MEMÓRIAS ( 4 )


Lembranças a respeito de meu avô não são claras. Ele era alto, magro, tinha o rosto fino, cabelos lisos, embranquecidos. Da casa onde ele morava, ao lado da olaria, resta uma lembrança obscura, sem contornos, com se fora mal iluminada. Creio que era baixa, as janelas pequenas. Os móveis eram simples, toscos. Mesmo assim, ir visitá-lo era sempre uma alegria. O sítio era contornado por um riacho ligeiro, de águas claras, peixinhos. Na direção da entrada havia uma ponte, pequena, de madeira. Perto dela, uma escada cavada no barranco, com um recuo embaixo, alargando a margem.Lá embaixo, uma bacia, uma tina, água e sabão; festa.Enquanto minha prima lavava roupas, eu esfregava meias, sempre o que me cabia...
Meu interesse principal, porém era outro. depois da poeira fina, minha grande atração era pelo saibro, pelo barro, pela argila. assim, enquanto todos conversavam lá dentro, tomavam café, a diversão fora, ao sol, era minha: mexia e remexia nos tijolos, virava, desenformava, enchia os moldes, alisava com as mãos, pisava no barro, mas curiosamente não me lembro de punições. Será que meu avô me defendia?

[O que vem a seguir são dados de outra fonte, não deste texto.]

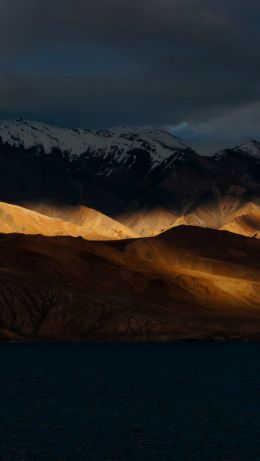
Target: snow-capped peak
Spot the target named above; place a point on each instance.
(29, 134)
(251, 147)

Como um nada, percebi que ele estava na nossa casa, nós não íamos mais ao sítio. Minhas tias vinham, uma a uma e paravam mais tempo com minha mãe do que o costume. Sobre o telhado do galinheiro amontoavam-se ampolas imensas. Seria pelo meu tamanho, ou seria real? Da cadeira onde ele sempre ficava, podia ver quando eu ia beber água, na cozinha. Era água de poço, guardada num caldeirão grande de alumínio com tampa, sempre brilhante. Eu pegava a água com uma caneca e ele ficava vigiando. Nem sonhar em beber antes de recolocar a tampa. Ele viera da cidade sobre as águas, ensinava a cuidar daquela que beberíamos.
Um dia nos puseram uma roupa de passeio, nos deram um lencinho e nos disseram para ficar fora, perto do portão. As pessoas foram chegando. Lembrei-me das histórias do Vento Norte, da menina no portão, bem arrumada, à qual um porquinho pedia umas moedas. Evocava aquela tristeza para poder chorar, usar o lencinho mas os olhinhos estavam secos. Sobrava apenas a tristeza.
Anos mais tarde escrevi um poema chamado Heranças. Algumas pessoas entendem que ele fala sobre meu avô, mas não. Nin-guém percebe que está no masculino. Compreendo porque. Para mim também, essa foi a primeira compreensão da partida. Isso é forte o suficiente para gerar confusão! Tenho um tijolo guardado onde se lê:A * S (Azzi, Stefano). De quê me serve? Quiçá para lembrar de onde viemos e para onde vamos.
(E provavelmente, de onde vem minha grande ligação com o Repente!)